Je m’habille, je consulte le livre qui contient les principales curiosités de la ville et descends déjeuner dans un petit salon à côté de la chambre à manger, tout ornée de tableaux. Puis, Baedecker en main, je cours au château. On en voit la tour depuis toutes les rues qui forment un éventail. La ville, chacun le sait, a la forme d’un vaste éventail. J’arrive à la grande place, ou plutôt au grand jardin qui se trouve devant le château. C’est une promenade splendide bien soignée, avec des plantations bien alignées et artistiquement groupées. Au centre, la statue équestre, si je ne me trompe pas, du Grand-Duc Louis (1), un bronze que je ne connais ni d’Ève et encore moins d’Adam. Je pénètre plus avant, mais pas moyen d’aller plus loin, la sentinelle est là, le fusil sur l’épaule.

[L’heure avançant, Daniel rentre à l’hôtel prendre sa valise et payer sa note qui se monte à 4.10 marks, bonne main, hélas ! comprise. À ses dépens, il découvre que l’argent peut couler comme de l’eau entre ses mains, s’il n’y prend garde.]

Mais enfin il fallait bien apprendre un jour que l’argent, ce nerf de la guerre et d’un peu tout ce qui regarde notre vie physique, que l’argent coule comme un fleuve africain, quand il descend les terrasses et les plateaux supérieurs jusqu’à la plaine basse.

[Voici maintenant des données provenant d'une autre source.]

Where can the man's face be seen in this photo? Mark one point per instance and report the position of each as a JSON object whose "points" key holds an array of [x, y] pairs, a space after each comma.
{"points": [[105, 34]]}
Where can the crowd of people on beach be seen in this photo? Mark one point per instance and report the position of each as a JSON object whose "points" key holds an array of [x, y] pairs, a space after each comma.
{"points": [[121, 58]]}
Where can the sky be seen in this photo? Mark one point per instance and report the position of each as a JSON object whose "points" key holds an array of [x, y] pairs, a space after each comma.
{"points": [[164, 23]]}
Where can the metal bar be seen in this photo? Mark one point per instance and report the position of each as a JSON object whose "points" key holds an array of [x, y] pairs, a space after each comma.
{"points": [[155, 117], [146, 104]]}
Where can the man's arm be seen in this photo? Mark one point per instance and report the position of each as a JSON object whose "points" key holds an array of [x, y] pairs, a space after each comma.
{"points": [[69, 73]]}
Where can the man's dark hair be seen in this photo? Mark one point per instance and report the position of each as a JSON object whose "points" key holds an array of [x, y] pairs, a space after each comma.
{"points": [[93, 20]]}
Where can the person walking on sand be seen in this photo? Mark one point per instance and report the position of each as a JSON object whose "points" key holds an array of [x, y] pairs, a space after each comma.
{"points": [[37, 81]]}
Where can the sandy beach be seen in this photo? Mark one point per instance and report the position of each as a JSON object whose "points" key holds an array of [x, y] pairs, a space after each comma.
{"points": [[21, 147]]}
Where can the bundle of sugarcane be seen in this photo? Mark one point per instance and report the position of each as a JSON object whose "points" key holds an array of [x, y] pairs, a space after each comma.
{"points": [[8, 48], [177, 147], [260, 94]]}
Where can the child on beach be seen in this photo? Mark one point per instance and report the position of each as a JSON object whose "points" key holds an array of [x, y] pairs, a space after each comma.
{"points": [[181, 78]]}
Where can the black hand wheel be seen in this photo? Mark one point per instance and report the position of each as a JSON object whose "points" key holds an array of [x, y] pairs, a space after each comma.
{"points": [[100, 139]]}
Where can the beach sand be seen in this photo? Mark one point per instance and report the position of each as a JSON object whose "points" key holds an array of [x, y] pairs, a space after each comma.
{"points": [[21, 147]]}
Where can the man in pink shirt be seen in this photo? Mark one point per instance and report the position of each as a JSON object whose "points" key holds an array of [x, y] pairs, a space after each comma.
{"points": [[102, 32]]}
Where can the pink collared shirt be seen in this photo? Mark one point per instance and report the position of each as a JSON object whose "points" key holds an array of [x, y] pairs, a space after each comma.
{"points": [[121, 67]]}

J’avais bien l’intention de porter moi-même ma valise à la gare, mais non, ce grippe-sou de portier me l’avait déjà portée à l’omnibus et pour ne pas quitter cette joyeuse et bonne petite compagne, je m’assis à côté d’elle, et je filai à la gare traîné par un cheval d’hôtel. (…)

Le train nous emporte à travers des plaines, et encore des plaines où l’on cultive des raves et des pommes de terre. Les gens sont justement en train de les récolter. À six km au moins de distance, de grandes forêts de pins, interminables, interminables… Elles sont barricadées, l’été, en parcs royaux ou grands-ducaux, je pense, où Sa Majesté le Grand-Duc, qui ne supporte de croiser des hommes, va chasser.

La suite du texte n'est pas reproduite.